Removing duplicate entries from a large table in MySQL

A few days ago I faced an issue in my Ruby on Rails application. The issue was caused by some duplicate rows in a very large the MySQL table (more than 1,5 million rows). The obvious solution of course is to remove duplicate rows from the table and add a unique constraint on some columns to make sure no duplicate rows will ever appear again.

The question is how to remove duplicate rows? The table schema is like this:

describe table1;

| id           | int(11)       
| category     | varchar(255)  
| image_set_id | int(11)       
| position     | decimal(16,6) 

In my case, it was duplicate on the combination (category, image_set_id). I want to make sure that combined value will always be unique.

Searching on Google and I quickly found the solution.

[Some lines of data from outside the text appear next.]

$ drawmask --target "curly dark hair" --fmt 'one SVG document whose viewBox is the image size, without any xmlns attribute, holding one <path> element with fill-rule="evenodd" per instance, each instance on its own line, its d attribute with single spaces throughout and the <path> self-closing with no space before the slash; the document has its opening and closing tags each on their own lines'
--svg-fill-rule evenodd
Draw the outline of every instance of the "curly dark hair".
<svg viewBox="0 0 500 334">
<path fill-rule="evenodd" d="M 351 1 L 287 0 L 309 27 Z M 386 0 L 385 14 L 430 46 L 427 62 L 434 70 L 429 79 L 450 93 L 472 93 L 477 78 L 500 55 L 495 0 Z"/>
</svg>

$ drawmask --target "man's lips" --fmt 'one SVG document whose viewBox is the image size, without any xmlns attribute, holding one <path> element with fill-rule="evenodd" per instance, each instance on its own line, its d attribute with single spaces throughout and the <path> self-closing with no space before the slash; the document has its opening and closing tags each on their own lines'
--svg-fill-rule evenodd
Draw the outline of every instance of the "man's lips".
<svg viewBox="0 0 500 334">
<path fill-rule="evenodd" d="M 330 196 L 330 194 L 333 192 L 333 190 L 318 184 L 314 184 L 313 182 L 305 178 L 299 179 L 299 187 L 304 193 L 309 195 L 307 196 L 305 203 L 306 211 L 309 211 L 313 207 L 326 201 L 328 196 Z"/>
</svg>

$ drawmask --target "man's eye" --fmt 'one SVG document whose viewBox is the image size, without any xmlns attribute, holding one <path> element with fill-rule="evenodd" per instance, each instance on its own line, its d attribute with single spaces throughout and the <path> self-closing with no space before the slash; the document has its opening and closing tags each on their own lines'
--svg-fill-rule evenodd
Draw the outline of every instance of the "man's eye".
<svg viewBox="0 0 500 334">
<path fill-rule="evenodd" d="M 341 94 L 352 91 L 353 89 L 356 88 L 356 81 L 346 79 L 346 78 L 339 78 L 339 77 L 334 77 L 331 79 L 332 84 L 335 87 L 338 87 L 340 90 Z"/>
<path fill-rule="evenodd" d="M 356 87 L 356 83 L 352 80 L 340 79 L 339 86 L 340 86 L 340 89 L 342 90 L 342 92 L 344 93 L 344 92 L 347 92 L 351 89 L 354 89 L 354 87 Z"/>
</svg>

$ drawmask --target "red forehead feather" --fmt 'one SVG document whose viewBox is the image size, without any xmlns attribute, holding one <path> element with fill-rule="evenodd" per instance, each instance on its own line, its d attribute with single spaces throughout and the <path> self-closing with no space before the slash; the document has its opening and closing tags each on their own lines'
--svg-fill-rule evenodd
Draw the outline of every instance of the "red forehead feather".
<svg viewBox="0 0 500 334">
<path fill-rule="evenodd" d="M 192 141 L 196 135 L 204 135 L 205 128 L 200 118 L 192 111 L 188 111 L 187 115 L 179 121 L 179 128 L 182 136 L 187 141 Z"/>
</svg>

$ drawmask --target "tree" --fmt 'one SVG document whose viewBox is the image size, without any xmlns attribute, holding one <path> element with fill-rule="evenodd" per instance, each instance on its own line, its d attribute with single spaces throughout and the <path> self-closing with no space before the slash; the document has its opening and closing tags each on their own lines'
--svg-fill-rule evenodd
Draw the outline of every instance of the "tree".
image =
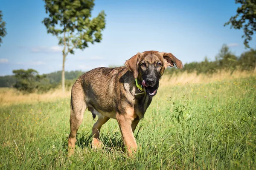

The query is something like this:

DELETE n1 FROM names n1, names n2 WHERE n1.id > n2.id AND n1.name = n2.name

Mapping to our table, we have the query:

DELETE t1 FROM table1 t1, table t2 WHERE t1.id > t2.id AND t1.category = t2.category AND t1.image_set_id = t2.image_set_id

What is the issue with this method? It is a self-join and it is extremely slow. Remember that we have more than 1 million rows so don't expect to see the above query complete soon.

ALTER IGNORE

Luckily, I found another solution which seems to fit my requirement. We can use ALTER IGNORE to add UNIQUE INDEX to the table and remove the duplicate rows at the same time. The query is:

ALTER IGNORE TABLE table1 ADD UNIQUE INDEX index_on_category_image_set_id(category, image_set_id)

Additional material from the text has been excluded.